Unter den südwestdeutschen Adelsgeschlechtern zeichnet sich gegen Ende des 14. Jh. eine leise, von der Forschung kaum bemerkte „Revolution“ ab: Immer mehr Familien brachen mehr oder weniger radikal mit der angestammten Tradition, der zufolge der Name des Vaters an den (nicht zwangsläufig ältesten) Sohn oder Brudersohn übergehen sollte, und wählten „universelle Namen“ christlicher Heiliger aus Geschichte und Legende, um sich (auf Dauer) ein neues, heilsgeschichtliches Familienprofil zu verleihen. Der in den Adelsfamilien gepflegte Namensschatz stand nicht nur für Tradition, sondern auch für politische Zugehörigkeit zum Reich, zum Haus Habsburg oder zu anderen einflussreichen Fürstengeschlechtern.
Mit einer vielköpfigen Kinderschar waren auch Johann von Blumenegg (gest. um 1384) und seine Frau Margarethe aus dem Freiburger Geschlecht der Malterer gesegnet. Taufen ließen sie ihre Söhne nach dem erwähnten Muster auf die Namen Johann, Heinrich, Dietrich, Rudolf, Otto und den Nachzügler Kleinhans; die einzige Tochter erhielt den Namen ihrer Großmutter mütterlicherseits, Gisela Malterer. Es waren der drittplatzierte Dietrich (gest. 1417) und seine Frau Beatrix von Landenberg, die als erste in der Familie von Blumenegg einen anderen Weg beschritten: Sie ließen ihre beiden ältesten Söhne auf die Namen Melchior und Balthasar taufen. Nur ihr dritter und jüngster Sohn sollte nicht wie zu erwarten Kaspar, sondern ‒ wie sein Vater ‒ Dietrich heißen.
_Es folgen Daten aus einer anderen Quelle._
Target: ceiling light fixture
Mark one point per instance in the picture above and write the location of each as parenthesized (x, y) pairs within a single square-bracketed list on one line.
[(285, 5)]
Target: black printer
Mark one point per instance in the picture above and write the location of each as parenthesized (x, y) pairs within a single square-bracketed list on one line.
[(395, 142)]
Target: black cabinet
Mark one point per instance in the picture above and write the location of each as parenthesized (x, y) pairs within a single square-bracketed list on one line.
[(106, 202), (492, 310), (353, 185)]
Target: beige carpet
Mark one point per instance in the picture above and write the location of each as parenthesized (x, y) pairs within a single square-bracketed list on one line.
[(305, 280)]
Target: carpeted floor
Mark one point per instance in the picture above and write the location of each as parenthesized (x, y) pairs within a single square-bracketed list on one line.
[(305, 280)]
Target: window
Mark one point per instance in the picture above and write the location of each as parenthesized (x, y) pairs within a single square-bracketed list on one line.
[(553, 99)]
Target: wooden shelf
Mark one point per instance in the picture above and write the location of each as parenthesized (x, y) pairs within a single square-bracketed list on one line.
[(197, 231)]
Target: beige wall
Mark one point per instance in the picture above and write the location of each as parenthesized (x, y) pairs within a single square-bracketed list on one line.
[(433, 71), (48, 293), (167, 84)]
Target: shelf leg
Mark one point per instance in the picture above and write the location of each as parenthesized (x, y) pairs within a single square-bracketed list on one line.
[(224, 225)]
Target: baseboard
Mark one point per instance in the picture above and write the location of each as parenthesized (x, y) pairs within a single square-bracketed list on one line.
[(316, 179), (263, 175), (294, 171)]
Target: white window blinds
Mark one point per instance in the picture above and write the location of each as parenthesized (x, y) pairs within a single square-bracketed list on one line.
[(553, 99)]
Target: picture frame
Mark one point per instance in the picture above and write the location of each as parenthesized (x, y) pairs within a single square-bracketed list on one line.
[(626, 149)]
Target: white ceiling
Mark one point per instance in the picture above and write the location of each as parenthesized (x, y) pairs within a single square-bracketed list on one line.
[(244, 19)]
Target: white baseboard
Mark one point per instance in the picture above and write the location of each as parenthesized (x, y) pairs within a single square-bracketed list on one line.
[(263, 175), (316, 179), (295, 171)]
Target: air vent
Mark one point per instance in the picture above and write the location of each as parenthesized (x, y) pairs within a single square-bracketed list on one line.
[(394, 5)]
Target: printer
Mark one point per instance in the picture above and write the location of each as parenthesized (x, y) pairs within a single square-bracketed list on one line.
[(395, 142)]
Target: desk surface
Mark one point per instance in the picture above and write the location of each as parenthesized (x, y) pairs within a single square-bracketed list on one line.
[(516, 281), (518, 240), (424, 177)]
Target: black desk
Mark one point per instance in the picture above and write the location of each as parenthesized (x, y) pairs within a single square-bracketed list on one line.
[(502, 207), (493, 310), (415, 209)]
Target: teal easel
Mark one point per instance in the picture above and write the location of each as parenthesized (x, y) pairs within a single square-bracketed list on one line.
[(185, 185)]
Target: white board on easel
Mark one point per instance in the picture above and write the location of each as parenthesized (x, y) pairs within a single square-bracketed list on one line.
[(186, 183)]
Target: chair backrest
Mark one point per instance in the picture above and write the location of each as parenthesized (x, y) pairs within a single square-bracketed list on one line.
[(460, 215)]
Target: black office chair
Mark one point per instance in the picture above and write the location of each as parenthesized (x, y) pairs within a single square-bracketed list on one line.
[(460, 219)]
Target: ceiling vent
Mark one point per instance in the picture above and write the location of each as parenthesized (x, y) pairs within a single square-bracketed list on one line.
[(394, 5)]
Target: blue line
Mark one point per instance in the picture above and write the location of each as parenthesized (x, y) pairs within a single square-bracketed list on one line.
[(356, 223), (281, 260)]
Die heiligen Könige aus dem Morgenland waren in niederadeligen Kreisen zwar nur eine Option, um mit angestammten Traditionen zu brechen, aber eine seit der zweiten Hälfte des 14. Jh. immer häufiger gewählte, programmatische und verheißungsvolle Option. Eine Option, die von royalem Selbstbewusstsein strotzte, Christusnähe beanspruchte und auf mindestens drei männliche Nachfolger hoffen ließ. Denn wünschte, wer Kaspar sagte, nicht auch zu Balthasar zu gelangen? Es fragt sich allerdings, warum sich die Belege im Süden des Reichs erst gegen Ende des 14. Jh. häufen, war die Verehrung der heiligen drei Könige im Reich – vornehmlich im Umfeld der Bischofskirchen – doch bedeutend älter.
Die frühe Affinität des südwestdeutschen Niederadels zu den heiligen drei Königen aus dem Morgenland ist in der Forschung bislang unbemerkt geblieben. Die Vielzahl der Familien, die sich für das Modell entschieden und damit eine neue Familientradition erschufen, deutet jedoch darauf hin, dass es sich nicht um eine ephemere Mode, sondern um ein strukturelles Phänomen handelt, das von einem veränderten, niederadeligen Selbstverständnis kündet. Dieses spannende Phänomen nimmt Prof. Dr. Gabriela Signori (Universität Konstanz) in ihrem Vortrag Kaspar, Melchior und Balthasar: Eine spätmittelalterliche Legende auf Reisen in den Blick.
Die im Verbund mit dem Kunsthistorischen Museum Wien, dem Institut für Fränkisch-Pfälzische Geschichte und Landeskunde der Universität Heidelberg, dem Institut für Personengeschichte in Bensheim, der Bezirksgruppe Landau des Historischen Vereins der Pfalz, der VHS Annweiler und dem Verein Trifelsfreunde e.V. als Kooperationspartnern veranstaltete Reihe ist ein Forum zur Präsentation aktueller archäologischer, historischer und restauratorisch-konservatorischer Forschungen bzw. Forschungsergebnisse.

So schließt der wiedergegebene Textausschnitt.